Une décennie sépare la réalisation de It must be heaven d’Elia Suleiman et Le temps qui reste (2009), désormais avant-dernière réalisation en date du réalisateur palestinien. Celui-ci n’aura signé que cinq longs métrages de fiction en un quart de siècle. Son dernier opus, dont il est question ici, lui a permis d’obtenir le Prix Fipresci et une Mention spéciale lors de l’édition 2019 du festival de Cannes. Il y a dix ans, Le temps qui reste avait aussi eu les honneurs de concourir à l’obtention de la Palme d’or. L’insuccès de 2009 s’est transformé en succès en 2019. Voilà une étrangeté puisque It must be heaven déroule le même canevas narratif et use des mêmes ressorts dramaturgiques que son aîné. Deux films jumeaux dont l’écart d’âge est de dix ans !
ES fuit la Palestine à la recherche d’une nouvelle terre d’accueil, avant de réaliser que son pays d’origine le suit toujours comme une ombre. La promesse d’une vie nouvelle se transforme vite en comédie de l’absurde. Aussi loin qu’il voyage, de Paris à New York, quelque chose lui rappelle sa patrie.
Un conte burlesque explorant l’identité, la nationalité et l’appartenance, dans lequel Elia Suleiman pose une question fondamentale : où peut-on se sentir « chez soi » ?
It must be heaven et Le temps qui reste ont aussi pour point commun de voir leur réalisateur se mettre en scène devant la caméra. En l’occurrence pour It must be heaven, Suleiman se met volontiers et littéralement face à l’objectif de l’appareil pour interpréter un personnage anonyme qui, in fine, est son double alternativement observateur des actions filmées ou simple figurant n’influant aucunement sur lesdites actions.
Le réalisateur-acteur fait là un choix étrange possiblement influencé par le cinéma de Buster Keaton et de Jacques Tati. La nonchalance et la non implication de son personnage omniprésent sur le cours des événements créent une distance entre celui-ci et les actions. Par effet de bord, entre le spectateur et le film. Cet effet est renforcé par l’impassibilité et le quasi mutisme du personnage interprété. Son unique réplique tiendra en trois mots : « I am palestinian ».

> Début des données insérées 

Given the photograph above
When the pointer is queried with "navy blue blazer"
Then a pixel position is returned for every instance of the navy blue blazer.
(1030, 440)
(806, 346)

Trois, c’est également le nombre de segments composant le film pour autant de lieux visités successivement : Nazareth (le réalisateur y est né) puis Paris et enfin New York avant un retour à Nazareth pour fermer la boucle narrative. It must be heaven se décline donc comme une sorte de triptyque dont la narration se montre fuyante. Car, si Suleiman dédie son film à la Palestine, It must be heaven ne fait de la cause palestinienne qu’un trop lointain prétexte.
Les saynètes s’enchaînent lentement pour esquisser un portrait vaguement critique et absurde du monde contemporain. La comédie qui en découle joue plus sur un humour distancié qu’un humour noir à vocation critique. Dès lors le film prend les reflets d’une fable divertissante parsemée de situations surréalistes. Si l’excellente scène d’ouverture est prometteuse, très rapidement It must be heaven donne l’impression d’une succession de vignettes dont les plus drôles sont celles qui sont dialoguées. L’une de ces vignettes fait apparaître Gael García Bernal flanqué de Suleiman toujours aussi flegmatique et nonchalant. Mais comme le réalisateur-acteur reste le seul liant entre ces saynètes, l’ensemble peine à révéler un récit consistant et tenu de bout en bout.